Friday 17 December 2010

"at least you're not going through this in the community "

-is my quote of the day from the 'professionals meeting' on a mental ward i went to today. oh my god. i really had intended to stop getting paid to be around this kind of shit, but i went back for some no-strings-attached shifts, didn't i, because it's less stressful than working somewhere unfamiliar, and before i know it i'm covering everyone's sick leave (and *everyone* is sick), including having to go outside of the office and try to look less frayed and more professional. 

so, well... these wards aren't the worst places in the world these days. they are just like slightly roomier and cleaner halls of residences. there was a greenhouse with december-wizened tomato plants in the courtyard - (i really truly believe in plants&soil as a potential lifeline of mental health, so that was good). the managers and consultants seemed genuinely to be trying to take an empowering approach. only one worker at the meeting, out of about eight of us, was acting like this woman was the biggest pain in the arse ever (i really don't understand professionals who get exasperated with clients who are not actually abusing them or causing them to have to work overtime - we get paid the same either way, right? what does it matter if this woman returns to her partner "after all our hard work"? it's not like you actually care about her, evidently), and who was saying things like (repeatedly) "she needs to be boundaried". no one challenged her on it, but at least the ward manager and the consultant had the decency to wince a bit. all the rest of the staff got it when i pushed the focus of the meeting towards giving the woman as much control as possible, regardless if she ends up returning to her partner. i guess the new labour years really did do some good in funding awareness-raising around domestic violence - and less coercive practice in mental health.

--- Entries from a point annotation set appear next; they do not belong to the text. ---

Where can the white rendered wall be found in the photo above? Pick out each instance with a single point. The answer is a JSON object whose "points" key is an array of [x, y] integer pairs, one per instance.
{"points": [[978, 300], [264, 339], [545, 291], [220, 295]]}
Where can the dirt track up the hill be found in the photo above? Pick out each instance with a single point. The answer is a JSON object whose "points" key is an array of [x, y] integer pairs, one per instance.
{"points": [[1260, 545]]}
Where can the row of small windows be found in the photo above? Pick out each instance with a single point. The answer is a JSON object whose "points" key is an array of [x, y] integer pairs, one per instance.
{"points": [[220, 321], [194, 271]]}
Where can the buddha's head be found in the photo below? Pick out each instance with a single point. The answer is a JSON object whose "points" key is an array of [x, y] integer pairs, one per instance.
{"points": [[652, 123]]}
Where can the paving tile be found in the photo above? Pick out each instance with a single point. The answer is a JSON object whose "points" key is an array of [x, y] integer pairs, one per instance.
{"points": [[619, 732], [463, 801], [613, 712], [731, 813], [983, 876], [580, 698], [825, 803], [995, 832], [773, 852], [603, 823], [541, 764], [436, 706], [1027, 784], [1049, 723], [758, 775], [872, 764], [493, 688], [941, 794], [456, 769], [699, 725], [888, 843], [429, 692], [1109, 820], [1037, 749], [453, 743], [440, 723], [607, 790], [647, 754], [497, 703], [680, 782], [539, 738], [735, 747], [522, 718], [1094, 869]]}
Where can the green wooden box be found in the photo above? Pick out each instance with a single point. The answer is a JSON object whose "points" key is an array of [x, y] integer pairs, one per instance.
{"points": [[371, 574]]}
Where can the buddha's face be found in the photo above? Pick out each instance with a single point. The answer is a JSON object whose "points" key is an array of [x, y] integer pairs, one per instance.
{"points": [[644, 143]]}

that said... the woman had said how shit she felt going through christmas in the hospital while she waits for a refuge place and dealing with grieving for her relationship and harassment threats and mind games from her ex. and the worker said "at least you're not going through this in the community." which i guess is mental health service -speak for any where outside the hospital ward.

the worker who said it was the most focussed and engaged with the woman we were actually there for, and had known her the longest. and it just seemed so amazing to me that even this worker who was doing relatively awesome holistic woman-centered work couldn't imagine a better way, a better community, or a better place for this woman to be than on a locked ward.

and there was more that was wrong with the meeting. so much subtle coercion glazed with the right, 'patient-centred' words. like the consultant (who was the most patient-centred consultant i've dealt with) told her that she was "giving him [her ex partner] mixed messages by replying to his manipulative texts when the relationship is over". later the consultant gave her totally mixed messages by saying she wasn't to pick up his calls but "texting is understandable" and then implying that she wasn't to have any contact with him at all. just loads of stuff like that, subtle erasures of her equal personhood to the professionals around her who are holding all the power.

i fantasised about recording the meeting and being able to use it in some kind of training session where everyone had to identify the parts of the transcript where the woman was being silenced, put in a catch 22, pathologised and/or subject to the same framework of abuse that occurred within her relationship. highlighter pens at the ready! but the trouble is, these people (with the exception of the pain in the arse woman) are already highly trained and as right-on as it's possible for those of us working within such a coercive system to be. this was the nicest one of these meetings i've ever been to. i could continue to attend these things and fight little battles and try to defend one woman at a time in one meeting at a time, to the inadequate best of my ability. but is that not 'giving them an aspirin to lick', when the system putting these women in these situations needs to end. and the communities to replace these hierarchical institutions need to be built.
"They [many doctors within concentration camps] would hide them [sick inmates] from the selection officers who were going to kill them. They would do this to protect the inmate for that day. They would put them to bed, you know. They would actually do everything—if they were in pain, they would give them aspirin to lick. They would do what they could to help, except for the most important thing of all, which is they wouldn’t question the existence of the entire death camp itself. So they would find themselves working within the rules, however they could, to try to improve conditions marginally. And in retrospect, of course, that’s just not sufficient."